The effects of the enantiomers of (+/-)-CAMP and (+/-)-TAMP [(+/-)-cis- and (+/-)-trans-2-aminomethylcyclopropanecarboxylic acids, respectively], which are cyclopropane analogues of GABA, were tested on GABA(A) and GABA(C) receptors expressed in Xenopus laevis oocytes using two-electrode voltage clamp methods. (+)-CAMP was found to be a potent and full agonist at homooligomeric GABA(C) receptors (K:(D) approximately 40 microM: and I:(max) approximately 100% at rho(1); K:(D) approximately 17 microM: and I:(max) approximately 100% at rho(2)) but a very weak antagonist at alpha(1)beta(2)gamma(2L) GABA(A) receptors. In contrast, (-)-CAMP was a very weak antagonist at both alpha(1)beta(2)gamma(2L) GABA(A) receptors and homooligomeric GABA(C) receptors (IC(50) approximately 900 microM: at rho(1) and approximately 400 microM: at rho(2)). Furthermore, (+)-CAMP appears to be a superior agonist to the widely used GABA(C) receptor partial agonist cis-4-aminocrotonic acid (K:(D) approximately 74 microM: and I:(max) approximately 78% at rho(1); K:(D) approximately 70 microM: and I:(max) approximately 82% at rho(2)). (-)-TAMP was the most potent of the cyclopropane analogues on GABA(C) receptors (K:(D) approximately 9 microM: and I:(max) approximately 40% at rho(1); K:(D) approximately 3 microM: and I:(max) approximately 50-60% at rho(2)), but it was also a moderately potent GABA(A) receptor partial agonist (K:(D) approximately 50-60 microM: and I:(max) approximately 50% at alpha(1)beta(2)gamma(2L) GABA(A) receptors). (+)-TAMP was a less potent partial agonist at GABA(C) receptors (K:(D) approximately 60 microM: and I:(max) approximately 40% at rho(1); K:(D) approximately 30 microM: and I:(max) approximately 60% at rho(2)) and a weak partial agonist at alpha(1)beta(2)gamma(2L) GABA(A) receptors (K:(D) approximately 500 micro: and I:(max) approximately 50%).
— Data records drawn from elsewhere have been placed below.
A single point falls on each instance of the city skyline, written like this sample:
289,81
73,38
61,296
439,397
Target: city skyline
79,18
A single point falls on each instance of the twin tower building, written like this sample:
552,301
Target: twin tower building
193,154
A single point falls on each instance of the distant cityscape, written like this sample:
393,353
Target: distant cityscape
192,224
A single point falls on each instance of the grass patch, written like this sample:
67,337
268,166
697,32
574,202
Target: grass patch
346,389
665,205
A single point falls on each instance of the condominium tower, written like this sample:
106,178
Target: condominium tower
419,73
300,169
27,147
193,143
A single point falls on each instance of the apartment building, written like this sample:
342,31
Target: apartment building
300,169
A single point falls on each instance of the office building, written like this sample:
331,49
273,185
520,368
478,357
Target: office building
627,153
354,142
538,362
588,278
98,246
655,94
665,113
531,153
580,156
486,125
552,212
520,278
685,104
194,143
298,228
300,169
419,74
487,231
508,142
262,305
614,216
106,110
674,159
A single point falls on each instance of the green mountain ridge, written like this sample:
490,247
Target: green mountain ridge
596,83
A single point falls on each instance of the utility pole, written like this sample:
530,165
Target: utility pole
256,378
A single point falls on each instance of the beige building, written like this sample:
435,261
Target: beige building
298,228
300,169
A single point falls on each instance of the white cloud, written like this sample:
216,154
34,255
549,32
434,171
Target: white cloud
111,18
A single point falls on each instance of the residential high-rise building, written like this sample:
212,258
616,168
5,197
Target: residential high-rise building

None of the isomers of (+/-)-CAMP and (+/-)-TAMP displayed any interaction with GABA transport at the concentrations tested. Molecular modeling based on the present results provided new insights into the chiral preferences for either agonism or antagonism at GABA(C) receptors.
(±)-CAMP和(±)-TAMP的对映体(分别为(±)-顺式和(±)-反式-2-氨基甲基环丙烷羧酸)是GABA的环丙烷类似物,使用双电极电压钳方法在非洲爪蟾卵母细胞中表达的GABA(A)和GABA(C)受体上测试了它们的作用。发现(+)-CAMP是同源寡聚GABA(C)受体的强效完全激动剂(在rho(1)处,K:(D)约为40 microM,I:(max)约为100%;在rho(2)处,K:(D)约为17 microM,I:(max)约为100%),但在α(1)β(2)γ(2L) GABA(A)受体上是非常弱的拮抗剂。相反,(-)-CAMP在α(1)β(2)γ(2L) GABA(A)受体和同源寡聚GABA(C)受体上都是非常弱的拮抗剂(在rho(1)处IC(50)约为900 microM,在rho(2)处约为400 microM)。此外,(+)-CAMP似乎是比广泛使用的GABA(C)受体部分激动剂顺式-4-氨基巴豆酸更好的激动剂(在rho(1)处,K:(D)约为74 microM,I:(max)约为78%;在rho(2)处,K:(D)约为70 microM,I:(max)约为82%)。(-)-TAMP是环丙烷类似物中对GABA(C)受体最有效的(在rho(1)处,K:(D)约为9 microM,I:(max)约为40%;在rho(2)处,K:(D)约为3 microM,I:(max)约为50 - 60%),但它也是一种中等效力的GABA(A)受体部分激动剂(在α(1)β(2)γ(2L) GABA(A)受体处,K:(D)约为50 - 60 microM,I:(max)约为50%)。(+)-TAMP是GABA(C)受体上效力较低的部分激动剂(在rho(1)处,K:(D)约为60 microM,I:(max)约为40%;在rho(2)处,K:(D)约为30 microM,I:(max)约为60%),在α(1)β(2)γ(2L) GABA(A)受体上是弱部分激动剂(K:(D)约为500 microM,I:(max)约为50%)。在测试浓度下,(±)-CAMP和(±)-TAMP的任何异构体均未显示与GABA转运有任何相互作用。基于目前结果的分子建模为GABA(C)受体激动或拮抗的手性偏好提供了新的见解。